Agnes Joseph, the actuary turned member of parliament (MP) who joined parliament in 2024 as a member of the fraction of political upstart New Social Contract (NSC), has left the party and joined the smaller Farmers Party (BBB), one of NSC’s coalition partners.

Joseph announced her move on Thursday on BBB’s website. She joined parliament in 2023 after her party NSC won 20 seats in the parliamentary elections.

Her motivation to enter politics was to “improve” the new Dutch pension law by introducing member ballots on the conversion of defined benefit (DB) accruals to defined contribution (DC) capitals.

However, she failed in that mission after her amendment that was to arrange this was narrowly defeated in a vote in May.

The fact that minister of social affairs Eddy van Hijum, also a member of NSC, refused to back Joseph’s amendment at the time contributed to her decision to leave the party, she admitted in an interview with daily De Telegraaf. “I felt insufficient support at NSC,” she told the paper.

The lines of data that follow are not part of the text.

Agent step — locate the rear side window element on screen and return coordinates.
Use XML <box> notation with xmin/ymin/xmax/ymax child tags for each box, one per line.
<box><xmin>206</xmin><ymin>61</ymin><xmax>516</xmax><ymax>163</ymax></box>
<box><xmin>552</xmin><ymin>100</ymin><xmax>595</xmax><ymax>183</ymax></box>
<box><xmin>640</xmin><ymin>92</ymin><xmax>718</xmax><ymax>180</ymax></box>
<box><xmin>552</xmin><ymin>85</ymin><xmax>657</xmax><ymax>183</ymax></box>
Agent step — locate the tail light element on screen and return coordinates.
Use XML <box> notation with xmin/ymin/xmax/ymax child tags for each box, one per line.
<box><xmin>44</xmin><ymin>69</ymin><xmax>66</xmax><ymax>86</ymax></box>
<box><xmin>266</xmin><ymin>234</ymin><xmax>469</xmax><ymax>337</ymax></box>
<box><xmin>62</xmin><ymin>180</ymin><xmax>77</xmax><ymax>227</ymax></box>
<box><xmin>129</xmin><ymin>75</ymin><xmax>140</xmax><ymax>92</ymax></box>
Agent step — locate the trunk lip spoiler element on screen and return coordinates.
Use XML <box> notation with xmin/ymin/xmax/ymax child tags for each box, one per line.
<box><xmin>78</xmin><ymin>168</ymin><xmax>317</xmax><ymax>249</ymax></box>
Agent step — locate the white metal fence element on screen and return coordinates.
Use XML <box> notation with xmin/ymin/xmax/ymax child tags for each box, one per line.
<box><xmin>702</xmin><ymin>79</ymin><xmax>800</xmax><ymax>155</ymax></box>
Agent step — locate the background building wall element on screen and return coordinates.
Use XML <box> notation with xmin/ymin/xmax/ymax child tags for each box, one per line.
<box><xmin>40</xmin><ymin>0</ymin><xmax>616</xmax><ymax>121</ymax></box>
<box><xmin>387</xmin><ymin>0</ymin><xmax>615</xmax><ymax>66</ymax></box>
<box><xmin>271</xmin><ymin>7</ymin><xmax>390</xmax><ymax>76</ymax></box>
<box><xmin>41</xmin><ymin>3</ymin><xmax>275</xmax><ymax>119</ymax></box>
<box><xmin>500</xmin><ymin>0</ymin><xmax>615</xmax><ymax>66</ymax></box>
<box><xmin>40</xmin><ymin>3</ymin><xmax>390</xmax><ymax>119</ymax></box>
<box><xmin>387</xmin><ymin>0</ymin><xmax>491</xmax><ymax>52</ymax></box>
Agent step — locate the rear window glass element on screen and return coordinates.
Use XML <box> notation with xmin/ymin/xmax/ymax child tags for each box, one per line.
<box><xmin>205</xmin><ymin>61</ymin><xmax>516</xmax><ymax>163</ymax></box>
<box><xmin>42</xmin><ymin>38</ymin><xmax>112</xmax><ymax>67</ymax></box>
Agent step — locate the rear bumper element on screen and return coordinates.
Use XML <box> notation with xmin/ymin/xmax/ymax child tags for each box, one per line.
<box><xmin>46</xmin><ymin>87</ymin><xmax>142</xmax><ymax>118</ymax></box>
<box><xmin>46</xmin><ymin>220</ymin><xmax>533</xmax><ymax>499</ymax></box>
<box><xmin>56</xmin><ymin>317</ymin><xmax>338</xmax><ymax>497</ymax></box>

After Van Hijum was elected as NSC’s new leader in June following the fall of the Dutch government, Joseph had already announced she would not stand again for parliament for NSC at the next elections scheduled for 29 October.

“Logical” move

Agnes_Joseph_NSC

Agnes Joseph

Joseph has taken her parliamentary seat with her to BBB, bringing the party’s tally in parliament to eight. In a statement on the BBB website, Joseph said it is “logical” for her to join BBB because the party has always supported her in her efforts to change the pension law.

Joseph tabled her rejected amendment together with BBB MP Henk Vermeer.

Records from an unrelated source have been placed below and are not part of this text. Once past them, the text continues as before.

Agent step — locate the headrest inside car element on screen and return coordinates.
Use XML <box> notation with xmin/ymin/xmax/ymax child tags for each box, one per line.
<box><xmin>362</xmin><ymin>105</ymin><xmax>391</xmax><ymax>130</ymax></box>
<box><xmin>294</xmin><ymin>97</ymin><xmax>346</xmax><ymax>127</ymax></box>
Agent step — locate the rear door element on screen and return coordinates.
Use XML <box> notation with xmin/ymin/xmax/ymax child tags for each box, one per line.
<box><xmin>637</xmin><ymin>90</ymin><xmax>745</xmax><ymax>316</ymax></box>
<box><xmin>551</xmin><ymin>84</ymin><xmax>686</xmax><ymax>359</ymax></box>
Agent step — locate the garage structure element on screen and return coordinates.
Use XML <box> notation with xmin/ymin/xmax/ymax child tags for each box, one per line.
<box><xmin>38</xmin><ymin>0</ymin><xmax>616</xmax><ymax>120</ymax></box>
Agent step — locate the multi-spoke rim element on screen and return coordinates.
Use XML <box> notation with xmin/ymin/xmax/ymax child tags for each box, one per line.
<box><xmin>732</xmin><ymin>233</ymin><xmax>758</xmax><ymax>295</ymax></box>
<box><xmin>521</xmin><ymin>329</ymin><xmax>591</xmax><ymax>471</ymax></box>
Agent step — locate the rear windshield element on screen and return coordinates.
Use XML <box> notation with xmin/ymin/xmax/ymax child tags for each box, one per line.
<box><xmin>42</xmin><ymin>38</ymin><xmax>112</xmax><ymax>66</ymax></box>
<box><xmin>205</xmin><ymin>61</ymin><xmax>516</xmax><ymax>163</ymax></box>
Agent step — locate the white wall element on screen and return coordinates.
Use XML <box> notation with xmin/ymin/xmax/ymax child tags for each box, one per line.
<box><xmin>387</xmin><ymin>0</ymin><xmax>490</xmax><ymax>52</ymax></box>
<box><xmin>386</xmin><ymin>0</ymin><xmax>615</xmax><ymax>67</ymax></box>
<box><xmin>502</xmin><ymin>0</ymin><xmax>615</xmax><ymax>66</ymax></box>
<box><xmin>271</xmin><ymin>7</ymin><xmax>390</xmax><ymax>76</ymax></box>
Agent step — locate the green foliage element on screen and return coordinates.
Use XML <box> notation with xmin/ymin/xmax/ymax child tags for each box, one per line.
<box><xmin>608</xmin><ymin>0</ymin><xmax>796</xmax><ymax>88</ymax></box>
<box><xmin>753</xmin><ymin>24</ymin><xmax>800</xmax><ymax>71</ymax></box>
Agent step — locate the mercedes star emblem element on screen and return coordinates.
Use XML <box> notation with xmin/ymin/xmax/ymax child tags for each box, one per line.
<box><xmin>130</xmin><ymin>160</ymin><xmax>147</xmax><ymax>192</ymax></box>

“Together with me, BBB and Henk Vermeer have fought for improvements [to the pension law] from day one,” said Joseph.

After announcing she would stand again for NSC, Joseph had already been stripped of her spokesperson role for pensions. This contributed to her decision to join BBB, she said.

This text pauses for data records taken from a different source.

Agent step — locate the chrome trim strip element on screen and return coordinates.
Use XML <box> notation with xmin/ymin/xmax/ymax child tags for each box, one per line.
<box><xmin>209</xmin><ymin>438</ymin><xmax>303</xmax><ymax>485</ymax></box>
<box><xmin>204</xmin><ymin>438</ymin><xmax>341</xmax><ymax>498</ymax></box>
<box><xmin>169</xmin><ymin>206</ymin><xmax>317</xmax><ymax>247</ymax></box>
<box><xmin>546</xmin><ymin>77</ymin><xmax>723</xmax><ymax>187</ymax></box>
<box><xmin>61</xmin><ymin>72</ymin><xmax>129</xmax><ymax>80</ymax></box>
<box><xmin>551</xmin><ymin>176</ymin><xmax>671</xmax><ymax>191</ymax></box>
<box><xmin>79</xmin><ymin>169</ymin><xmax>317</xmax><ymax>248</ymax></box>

“I don’t want to take part half-heartedly in the crucial pension debates that will be conducted in parliament in September,” Joseph said.

Whether she will remain in parliament after the October elections remains to be seen. BBB currently polls around four seats, which is considerably more than Joseph’s old party, NSC, which only has one seat in most polls.

Still, Joseph is only ranked eighth on BBB’s provisional electoral list. This means the former actuary will most likely only make it into parliament if she gets enough preferential votes.